TVR: Context and adjacency are having a moment, but a lot of it still feels squishy. How do you translate metadata into something that actually aligns brand messages with programming moments in a repeatable way?
FZ: It really goes back to our original mission: helping consumers find content they want in an environment that’s seamless and engaging. When you’re on our smart TV interfaces, we put content first on the screen—not apps first.
For advertisers, that means their messages can be aligned with content in contextually relevant ways. The advertising you’re exposed to should be seamless and relevant, not disruptive. And that’s only possible when you have rich metadata about the content — genre, themes, mood, audience composition — that allows for intelligent adjacency decisions.
We believe that when the consumer experience is right, advertising performance follows. If viewers are engaged and the ad experience is integrated thoughtfully with content discovery, everyone benefits.
TVR: Where does this go next? If you’re right that metadata is infrastructure, what’s the next frontier that actually changes how advertising works?

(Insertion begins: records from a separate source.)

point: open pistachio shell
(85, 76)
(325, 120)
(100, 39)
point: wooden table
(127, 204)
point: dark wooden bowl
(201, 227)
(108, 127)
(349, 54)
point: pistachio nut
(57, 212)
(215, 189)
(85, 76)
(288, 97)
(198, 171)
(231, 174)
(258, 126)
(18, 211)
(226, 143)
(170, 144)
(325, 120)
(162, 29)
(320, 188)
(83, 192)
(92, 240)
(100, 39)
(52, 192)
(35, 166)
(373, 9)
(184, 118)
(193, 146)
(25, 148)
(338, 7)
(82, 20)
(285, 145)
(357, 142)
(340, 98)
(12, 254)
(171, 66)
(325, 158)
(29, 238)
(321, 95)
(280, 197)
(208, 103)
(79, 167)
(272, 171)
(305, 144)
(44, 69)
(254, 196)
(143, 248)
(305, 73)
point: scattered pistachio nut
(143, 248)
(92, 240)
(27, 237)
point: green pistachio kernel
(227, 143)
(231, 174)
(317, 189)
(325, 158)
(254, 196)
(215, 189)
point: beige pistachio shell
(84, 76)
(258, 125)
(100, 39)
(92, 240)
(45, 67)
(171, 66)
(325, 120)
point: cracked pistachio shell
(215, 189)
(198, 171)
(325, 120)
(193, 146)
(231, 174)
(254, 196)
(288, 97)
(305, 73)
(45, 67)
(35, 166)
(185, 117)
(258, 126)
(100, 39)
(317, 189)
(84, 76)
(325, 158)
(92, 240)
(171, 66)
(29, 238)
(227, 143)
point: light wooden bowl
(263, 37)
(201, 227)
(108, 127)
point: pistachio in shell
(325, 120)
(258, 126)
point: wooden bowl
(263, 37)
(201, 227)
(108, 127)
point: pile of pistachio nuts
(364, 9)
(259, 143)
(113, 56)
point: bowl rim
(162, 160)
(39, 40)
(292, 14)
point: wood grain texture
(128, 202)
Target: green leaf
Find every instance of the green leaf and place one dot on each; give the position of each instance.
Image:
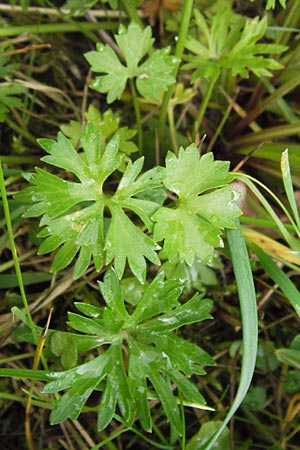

FZ: For us, AI is absolutely the next frontier. Machine learning needs consistency — the more noise in your data, the more noise in predictions and outcomes. As the industry automates more of the planning, buying, and optimization processes, the quality of the foundational metadata becomes exponentially more important.
The convergence of linear and streaming continues to accelerate. The ability to identify and measure content consistently across all platforms isn’t just nice to have — it’s essential infrastructure. Companies that get this right will be well positioned to drive the next generation of TV and advertising forward.
TVR: Last one: what’s the clearest proof point that TiVo has successfully made the leap from a consumer brand people associate with DVRs to an infrastructure player the industry actually relies on?
FZ: Honestly? The fact that our aspiration has come to fruition.
We’re well-positioned to shake up the incumbents and enable the industry to advance content measurement. The rapid adoption we’ve seen, the partnerships forming, the recognition that the industry needs options at every layer — it validates the transformation we’ve made from a consumer hardware company to an essential infrastructure provider.
And we’re just getting started. There are significant partnerships still to be announced, new applications for our data as AI evolves, and a growing understanding across the industry that you can’t measure what you can’t properly identify. That’s where TiVo Ads comes in.